Start with the sonata. Trust me on this.
The disc is sequenced the other way around — the great Mendelssohn Violin Concerto leads, then the early D minor concerto, then the F minor Sonata — but if you listen in reverse order you’ll find yourself in the presence of something genuinely strange and stirring before the familiar masterpiece arrives to claim its due. That sonata begins with fifty seconds of unaccompanied violin, a bold rhetorical gesture for a teenager to attempt, and in those fifty seconds you can hear — if you listen hard — the ghost of Bach, whom Mendelssohn would later rescue from obscurity with his legendary revival of the St. Matthew Passion, and something else besides, something modal and slightly Eastern, a hint of klezmer maybe, or just the peculiar harmonic imagination of a prodigy who hadn’t yet learned what he wasn’t supposed to do.

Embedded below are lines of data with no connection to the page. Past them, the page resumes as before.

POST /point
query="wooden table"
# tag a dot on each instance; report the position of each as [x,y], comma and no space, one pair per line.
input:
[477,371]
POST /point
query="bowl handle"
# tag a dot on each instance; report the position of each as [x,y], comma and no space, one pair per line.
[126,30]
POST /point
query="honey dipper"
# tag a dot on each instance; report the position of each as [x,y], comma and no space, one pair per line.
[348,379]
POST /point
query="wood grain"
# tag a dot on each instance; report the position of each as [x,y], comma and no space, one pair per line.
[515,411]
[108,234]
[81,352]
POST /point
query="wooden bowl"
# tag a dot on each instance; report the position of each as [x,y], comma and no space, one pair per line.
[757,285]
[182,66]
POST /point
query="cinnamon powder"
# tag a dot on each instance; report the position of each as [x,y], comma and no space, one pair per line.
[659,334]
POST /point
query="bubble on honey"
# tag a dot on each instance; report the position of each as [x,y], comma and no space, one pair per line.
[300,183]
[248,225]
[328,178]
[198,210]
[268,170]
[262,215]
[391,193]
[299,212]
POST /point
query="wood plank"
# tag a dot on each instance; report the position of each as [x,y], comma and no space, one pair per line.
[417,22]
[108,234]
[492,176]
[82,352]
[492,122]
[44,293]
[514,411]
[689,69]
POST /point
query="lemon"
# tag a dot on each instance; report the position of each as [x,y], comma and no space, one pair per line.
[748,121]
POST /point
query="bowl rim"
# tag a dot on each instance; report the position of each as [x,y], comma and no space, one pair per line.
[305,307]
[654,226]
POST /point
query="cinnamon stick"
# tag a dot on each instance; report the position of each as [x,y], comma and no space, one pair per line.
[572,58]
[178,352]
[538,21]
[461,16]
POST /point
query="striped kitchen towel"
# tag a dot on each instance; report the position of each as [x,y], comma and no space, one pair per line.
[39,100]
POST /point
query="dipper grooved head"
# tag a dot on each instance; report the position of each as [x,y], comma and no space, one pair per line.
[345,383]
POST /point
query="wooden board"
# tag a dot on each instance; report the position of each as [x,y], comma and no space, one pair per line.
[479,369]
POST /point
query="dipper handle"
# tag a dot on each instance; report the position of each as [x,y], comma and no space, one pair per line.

After that extraordinary preamble, the sonata settles into its more decorous classical manners. The piano has most of the real work here, and Romain Descharmes gives it playing of considerable finesse — clean articulation, sensitive voicing, never pushing. Tianwa Yang plays with admirable restraint throughout, though she finds small moments to breathe personality into the line, particularly in that searching opening.
Then the D minor Concerto — Mendelssohn was thirteen when he wrote it — recorded in what sounds like a large church, the Sinfonia Finlandia providing a warm, reverberant cushion of sound. Yang shifts into a more openly Romantic mode here, and the effect is lovely. She floats the lyrical passages with a natural ease that makes you realize, not for the first time, what an exceptional artist she is.
Which brings me to the point.
Tianwa Yang is among the most gifted violinists to emerge in this century. Technical command? Absolute. There are any number of young players who can negotiate the fingerboard without incident, who never crack under pressure, who produce a gleaming, accurate sound night after night. What separates Yang from the considerable crowd is something harder to name and harder still to manufacture — a quality of musical intelligence, of emotional investment, of feeling for phrase and line that goes well beyond the merely brilliant. She doesn’t just play the notes. She inhabits them.
The E minor Concerto is phenomenally done. I’ll be direct: this release stands up against anything currently available, including some very distinguished company. To test that claim, I organized a blind listening exercise — three-minute excerpts bridging the end of the Andante and the opening of the finale — drawn from accounts by Heifetz (1959), Daniel Hope, Cho-Liang Lin, Anne-Sophie Mutter with Karajan, and Yang. Six listeners, no labels, rank them best to worst.
One voter put Yang last. Even after the results were announced, he held his ground — too clean, he said, too conventional, lacking a distinctive voice. The other five disagreed, sometimes vehemently. “Best played of the five.” “Supreme control of mastery, pacing and drive.” “Rhythms more articulated — lively without being rushed.” “Embellishments I didn’t expect to like, but they work.” One voter simply wrote: “What a show.”